All people with narcolepsy have extreme levels of sleepiness during the day, but how this shows itself can differ. For instance, some people with narcolepsy might fall asleep for 10 to 20 minutes several times every day, whether they want to or not. Others with this condition have more control over their naps and can choose when and where they will sleep, such as during lunch breaks.

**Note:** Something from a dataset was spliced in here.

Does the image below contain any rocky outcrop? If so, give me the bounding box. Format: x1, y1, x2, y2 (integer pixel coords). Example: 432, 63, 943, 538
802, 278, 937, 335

Since symptoms vary so much between people, a laboratory test called the Multiple Sleep Latency Test can be used to measure daytime sleepiness during four to five naps of 20 minutes. This test may also show if there is very early interruption of REM (rapid eye movement or dreaming) sleep.
Symptoms of narcolepsy
As well as extreme sleepiness and a tendency to fall asleep during the day, other symptoms of narcolepsy all reflect the intrusion of REM sleep outside of established sleep, including:
- Cataplexy – a sudden, brief reversible episode of muscle weakness brought on by a powerful emotional trigger such as laughing or anger. This can cause a collapse without loss of consciousness and can last from a few seconds to minutes. It is thought to be related to the muscle paralysis that occurs to everyone during REM sleep.
- Hypnagogic hallucinations – vivid, dream-like perceptions that happen when the person isn’t quite asleep and may involve hallucinations of sight, sound or feeling (seeing or hearing things).
- Sleep paralysis – at the point of falling asleep, or more often on waking, the person cannot speak or even breathe. This immobilisation can last for a few seconds.
Cause of narcolepsy
The hypothalamus is a small structure that sits deep inside the brain. Some of its vital roles include controlling body temperature, appetite and thirst. The hypothalamus is also connected to the reticular activating pathways, which are the brain structures that govern our sleep and wake cycles.
It is thought that narcolepsy is caused by a malfunctioning of the hypothalamus that prevents pathways in the brain from working properly. Instead of introducing sleepy feelings towards the end of each day, narcolepsy prompts random sleepiness.
Some people with narcolepsy have a deficiency of a wake-promoting chemical called orexin or hypocretin. This deficiency is usually present in patients who have narcolepsy-cataplexy.
Treatment for narcolepsy
Treatment depends on the severity of the condition. If the symptoms are mild, simple management and coping techniques, such as making time for naps during the day, are helpful. In more severe cases, medications that stimulate the nervous system are used, such as amphetamine, methylphenidate or modafinil.
Other sleepiness conditions
Narcolepsy is a rare disorder. More common conditions that cause excessive daytime sleepiness include:
- Sleep restriction – from not getting enough sleep due to late nights from social activities, TV or computer use
- Jet lag, shift work – the brain’s internal ‘clock’ sets our sleep and wake cycles to coincide with day and night, and this rhythm is disrupted by moving to a different time zone or sleeping routine
- Depression – lethargy to the point of sleepiness is a symptom of this emotional disorder
- Snoring with or without sleep apnoea – broken sleep over a period of time leads to a sleep debt, which causes daytime sleepiness
- Fatigue, lethargy and lack of energy – common problems that often need to be investigated to exclude sleepiness
- Chronic fatigue syndrome – thought to be triggered by a viral infection. Other symptoms include weakness, aching muscles, sore throat and headaches.